THE EDITED PRESS RELEASE: “Following the universal acclaim for their two first records, The Murder Capital are back with Blindness, their vividly realised, clear-sightedly ambitious new album. A record that’s momentous and charged with momentum, it’s full of geography — of the mind, and of a Dublin-formed band whose members are now scattered around Ireland, London and Europe — yet bristles with an intense energy.
There’s a wider, richer perspective animating The Murder Capital’s new set of songs, brought on from the diverse insights the five members were bringing to the creative process, differing worldviews arising from their literal new positions in the world. Drummer Diarmuid Brennan was living in Berlin, bass player Gabriel “G” Paschal Blake was in Letterkenny, guitarist Cathal “Pump“ Roper was in Donegal, and guitarist Damien “Irv” Tuit and McGovern were in London. The album prioritizes urgency, energy, freshness — all baked into the songs from their earliest incarnations, recorded in L.A. with the help of Grammy-winning producer John Congleton.
“There’s what’s in front of us, in our immediate field of vision,” explains McGovern. “There are the things we can touch, the love we can feel. Then there’s everything else. Blindness is the warped belief. The behind us. The secluded. Love at a distance. Faith in denial. Distorted patriotism. The fading face of moments in the rear view. Blindness brings it all into focus.”

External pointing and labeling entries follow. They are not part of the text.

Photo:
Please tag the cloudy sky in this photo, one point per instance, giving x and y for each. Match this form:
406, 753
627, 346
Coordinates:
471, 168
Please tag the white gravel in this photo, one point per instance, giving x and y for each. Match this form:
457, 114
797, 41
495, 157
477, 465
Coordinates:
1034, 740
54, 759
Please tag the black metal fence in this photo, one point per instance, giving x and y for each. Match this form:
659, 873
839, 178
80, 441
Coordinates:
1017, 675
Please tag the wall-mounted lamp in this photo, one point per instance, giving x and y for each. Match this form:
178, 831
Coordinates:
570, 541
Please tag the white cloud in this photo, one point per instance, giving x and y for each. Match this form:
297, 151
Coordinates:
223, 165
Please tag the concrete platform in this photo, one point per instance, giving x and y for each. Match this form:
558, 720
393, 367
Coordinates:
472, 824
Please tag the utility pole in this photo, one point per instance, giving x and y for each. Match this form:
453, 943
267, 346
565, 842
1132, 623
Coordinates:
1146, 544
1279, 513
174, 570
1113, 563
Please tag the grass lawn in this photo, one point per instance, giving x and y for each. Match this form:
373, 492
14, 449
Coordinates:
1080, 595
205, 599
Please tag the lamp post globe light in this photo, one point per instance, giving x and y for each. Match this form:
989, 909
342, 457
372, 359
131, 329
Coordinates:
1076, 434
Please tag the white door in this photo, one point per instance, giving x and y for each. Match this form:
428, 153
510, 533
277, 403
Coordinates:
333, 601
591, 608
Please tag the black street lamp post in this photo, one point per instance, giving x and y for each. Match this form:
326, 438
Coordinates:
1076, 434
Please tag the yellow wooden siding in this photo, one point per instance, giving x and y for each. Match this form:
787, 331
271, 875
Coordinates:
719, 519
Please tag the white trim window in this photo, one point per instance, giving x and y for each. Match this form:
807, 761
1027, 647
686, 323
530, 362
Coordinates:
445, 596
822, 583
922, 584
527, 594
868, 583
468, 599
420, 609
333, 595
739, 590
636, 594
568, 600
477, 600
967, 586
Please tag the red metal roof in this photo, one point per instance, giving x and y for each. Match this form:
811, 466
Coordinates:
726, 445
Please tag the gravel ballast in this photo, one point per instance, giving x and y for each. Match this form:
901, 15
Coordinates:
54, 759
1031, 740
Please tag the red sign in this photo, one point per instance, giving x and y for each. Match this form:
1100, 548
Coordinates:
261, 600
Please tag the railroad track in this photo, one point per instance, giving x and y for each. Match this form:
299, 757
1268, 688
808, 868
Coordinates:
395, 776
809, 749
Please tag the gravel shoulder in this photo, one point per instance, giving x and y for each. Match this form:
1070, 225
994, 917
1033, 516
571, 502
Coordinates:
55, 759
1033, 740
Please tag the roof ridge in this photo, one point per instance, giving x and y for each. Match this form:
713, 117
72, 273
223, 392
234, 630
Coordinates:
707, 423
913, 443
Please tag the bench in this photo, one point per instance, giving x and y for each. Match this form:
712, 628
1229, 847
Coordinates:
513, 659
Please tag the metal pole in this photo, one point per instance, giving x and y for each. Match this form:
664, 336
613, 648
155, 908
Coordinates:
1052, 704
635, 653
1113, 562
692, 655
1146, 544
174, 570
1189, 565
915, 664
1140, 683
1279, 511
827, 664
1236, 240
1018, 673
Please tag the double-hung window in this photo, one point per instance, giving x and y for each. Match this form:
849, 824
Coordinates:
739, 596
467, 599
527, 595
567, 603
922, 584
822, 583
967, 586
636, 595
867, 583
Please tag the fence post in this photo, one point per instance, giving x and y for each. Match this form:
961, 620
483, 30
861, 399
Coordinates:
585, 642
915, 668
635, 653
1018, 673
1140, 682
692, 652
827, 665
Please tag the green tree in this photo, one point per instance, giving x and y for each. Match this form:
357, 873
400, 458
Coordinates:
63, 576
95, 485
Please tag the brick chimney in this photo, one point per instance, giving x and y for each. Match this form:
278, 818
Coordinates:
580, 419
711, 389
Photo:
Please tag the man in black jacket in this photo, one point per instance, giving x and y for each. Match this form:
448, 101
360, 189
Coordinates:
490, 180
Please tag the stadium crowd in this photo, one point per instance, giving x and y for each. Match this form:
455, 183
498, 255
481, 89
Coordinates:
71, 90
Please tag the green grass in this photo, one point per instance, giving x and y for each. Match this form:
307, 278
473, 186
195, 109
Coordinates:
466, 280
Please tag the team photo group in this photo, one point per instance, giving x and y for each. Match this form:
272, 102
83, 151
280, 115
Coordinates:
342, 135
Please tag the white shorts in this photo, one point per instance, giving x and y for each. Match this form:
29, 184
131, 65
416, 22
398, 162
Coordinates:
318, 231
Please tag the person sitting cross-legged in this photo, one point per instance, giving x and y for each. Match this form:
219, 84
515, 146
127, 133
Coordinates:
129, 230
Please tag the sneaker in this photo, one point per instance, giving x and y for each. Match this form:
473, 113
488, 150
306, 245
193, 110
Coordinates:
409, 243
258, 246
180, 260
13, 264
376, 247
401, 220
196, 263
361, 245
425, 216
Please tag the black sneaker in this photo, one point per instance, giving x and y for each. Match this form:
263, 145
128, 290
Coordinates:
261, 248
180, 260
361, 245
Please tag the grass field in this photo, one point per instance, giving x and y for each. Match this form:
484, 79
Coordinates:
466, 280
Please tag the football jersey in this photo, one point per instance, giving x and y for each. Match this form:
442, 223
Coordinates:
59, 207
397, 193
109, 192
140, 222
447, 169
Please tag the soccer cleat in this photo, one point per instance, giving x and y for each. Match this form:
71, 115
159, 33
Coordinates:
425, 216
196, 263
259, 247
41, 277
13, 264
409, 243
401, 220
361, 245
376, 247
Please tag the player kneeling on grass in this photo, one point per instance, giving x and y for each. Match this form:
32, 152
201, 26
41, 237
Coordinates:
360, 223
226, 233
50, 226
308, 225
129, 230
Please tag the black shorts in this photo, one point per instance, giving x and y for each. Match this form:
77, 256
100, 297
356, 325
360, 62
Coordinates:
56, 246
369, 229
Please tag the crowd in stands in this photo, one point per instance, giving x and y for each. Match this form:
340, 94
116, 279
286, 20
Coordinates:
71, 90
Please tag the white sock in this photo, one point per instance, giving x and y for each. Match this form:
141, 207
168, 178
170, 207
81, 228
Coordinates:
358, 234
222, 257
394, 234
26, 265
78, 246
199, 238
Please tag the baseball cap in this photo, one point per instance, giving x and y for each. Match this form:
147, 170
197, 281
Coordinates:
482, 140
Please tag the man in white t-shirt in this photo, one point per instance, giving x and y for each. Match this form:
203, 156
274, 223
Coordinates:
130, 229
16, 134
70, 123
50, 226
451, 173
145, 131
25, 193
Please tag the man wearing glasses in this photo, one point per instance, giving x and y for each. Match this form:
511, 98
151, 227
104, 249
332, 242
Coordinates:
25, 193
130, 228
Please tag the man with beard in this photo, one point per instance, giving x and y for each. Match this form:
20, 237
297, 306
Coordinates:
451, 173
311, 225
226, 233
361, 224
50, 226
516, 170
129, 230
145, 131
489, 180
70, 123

Blindness was finely wrought in three weeks in the studio. The tracks came together quickly, in intense and fast paced sessions that prioritized urgency, energy and freshness. “He wanted us not to start demo-ing or layering any tracks, just phone-record everything. That way, by the time we got to the studio, no song was suffocated by what it needed to be, it was about what the song could become.” says McGovern.
With the track Words Lost Meaning, The Murder Capital are revealing their most anthemic track to date. “Words Lost Meaning is where love goes to die,” says McGovern. “When the words ‘I love you’ are used without thought, without feeling, even as a way to close a conversation, they become stale and diffused. No words mean more than those three combined.”